KONTAN.CO.ID - JAKARTA. Lembaga Keuangan Mikro (LKM) Badan Kredit Desa (BKD) Ponorogo memberikan besaran bunga yang beragam kepada nasabah. 

Direktur Utama LKM BKD Ponorogo Mego mengatakan pengenaan besaran bunga biasanya tergantung jenis pembiayaan dan faktor risiko. "Besaran terendah 10% dan tertinggi 30% per tahun," ungkapnya kepada Kontan, Jumat (16/5).

Mego menyebut tren besaran bunga tersebut cenderung menurun. Dia juga menjelaskan besaran bunga dihitung berdasarkan hasil perhitungan bunga dasar pinjaman atau Base Lending Rate (BLR), serta biasanya juga disesuaikan dengan bunga pasar agar bisa bersaing.


Baca Juga: Kontribusi Bruto Prudential Syariah Naik 9%, Ini Tiga Faktor Pendorong Kinerja

Terkait kinerja, LKM BKD Ponorogo mencatat penyaluran pembiayaan mencapai Rp 56,59 miliar per Maret 2026. Nilainya bertumbuh 0,18%, jika dibandingkan periode sama tahun sebelumnya.

Mego menjelaskan kinerja penyaluran pembiayaan per Maret 2026 juga dipengaruhi dampak ketidakpastian perekonomian. Dengan demikian, penyaluran pembiayaan dilakukan lebih selektif.

"Sangat merasakan dampak ketidakpastian ekonomi, angsuran debitur lebih sulit dan sering terlambat. Dengan demikian, penyaluran pembiayaan lebih hati-hati dan selektif pada tahun ini," ujarnya.

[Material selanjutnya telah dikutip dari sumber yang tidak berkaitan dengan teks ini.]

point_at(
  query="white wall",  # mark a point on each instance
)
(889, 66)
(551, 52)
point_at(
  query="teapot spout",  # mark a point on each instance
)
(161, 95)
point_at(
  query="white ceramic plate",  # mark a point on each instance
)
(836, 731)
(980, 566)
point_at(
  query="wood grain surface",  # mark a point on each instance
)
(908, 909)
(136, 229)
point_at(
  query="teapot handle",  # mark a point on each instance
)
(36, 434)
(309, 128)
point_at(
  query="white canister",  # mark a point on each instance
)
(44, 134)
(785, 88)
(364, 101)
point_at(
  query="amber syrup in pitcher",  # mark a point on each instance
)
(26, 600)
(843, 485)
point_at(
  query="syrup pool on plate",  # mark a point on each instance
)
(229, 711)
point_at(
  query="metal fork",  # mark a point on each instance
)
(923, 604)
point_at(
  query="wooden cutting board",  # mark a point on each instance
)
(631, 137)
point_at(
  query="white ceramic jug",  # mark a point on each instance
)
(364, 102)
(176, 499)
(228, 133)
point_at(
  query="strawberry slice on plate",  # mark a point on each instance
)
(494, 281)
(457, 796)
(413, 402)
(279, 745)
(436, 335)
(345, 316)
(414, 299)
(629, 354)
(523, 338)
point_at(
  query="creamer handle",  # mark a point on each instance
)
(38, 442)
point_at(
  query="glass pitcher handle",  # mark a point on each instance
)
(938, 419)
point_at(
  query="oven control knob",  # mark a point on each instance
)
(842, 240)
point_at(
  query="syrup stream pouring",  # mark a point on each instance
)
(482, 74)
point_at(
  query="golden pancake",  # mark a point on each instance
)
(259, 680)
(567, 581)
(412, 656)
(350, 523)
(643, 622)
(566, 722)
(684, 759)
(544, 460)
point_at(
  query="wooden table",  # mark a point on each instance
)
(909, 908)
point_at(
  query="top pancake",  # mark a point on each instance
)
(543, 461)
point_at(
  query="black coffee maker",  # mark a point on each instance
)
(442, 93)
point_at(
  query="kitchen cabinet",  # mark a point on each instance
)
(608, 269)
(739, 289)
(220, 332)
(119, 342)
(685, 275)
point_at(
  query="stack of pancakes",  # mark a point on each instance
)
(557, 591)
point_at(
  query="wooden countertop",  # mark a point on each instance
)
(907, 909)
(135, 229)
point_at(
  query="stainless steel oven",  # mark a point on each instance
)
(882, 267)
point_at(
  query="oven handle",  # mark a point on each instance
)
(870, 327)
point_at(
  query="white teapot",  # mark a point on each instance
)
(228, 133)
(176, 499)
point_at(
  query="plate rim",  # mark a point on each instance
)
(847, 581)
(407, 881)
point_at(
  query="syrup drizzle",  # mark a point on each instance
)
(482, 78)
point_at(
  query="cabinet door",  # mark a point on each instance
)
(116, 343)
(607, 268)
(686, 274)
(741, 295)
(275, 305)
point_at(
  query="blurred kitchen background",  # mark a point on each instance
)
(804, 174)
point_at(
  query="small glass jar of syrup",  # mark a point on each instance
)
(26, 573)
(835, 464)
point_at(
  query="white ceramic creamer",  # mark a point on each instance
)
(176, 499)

Meski menghadapi tantangan, Mego memproyeksikan penyaluran pembiayaan LKM BKD Ponorogo dapat tumbuh 10%, jika dibandingkan pencapaian tahun sebelumnya. Untuk mencapai angka tersebut, dia bilang LKM BKD Ponorogo akan menerapkan sejumlah upaya.

Upayanya, yakni meningkatkan pemasaran, lebih ekspansi di kantor cabang baru, dan melakukan penyelesaian pinjaman bermasalah yang lebih intensif. Selain itu, pihaknya juga bekerja sama dengan pihak ketiga tentang credit scoring.

Sebagai informasi, data Otoritas Jasa Keuangan (OJK) mencatat, penyaluran pinjaman industri LKM per Maret 2026 mencapai Rp 1 triliun. Nilainya mengalami kontraksi sebesar 5,66%, dibandingkan pencapaian per Maret 2025 yang sebesar 1,06 triliun.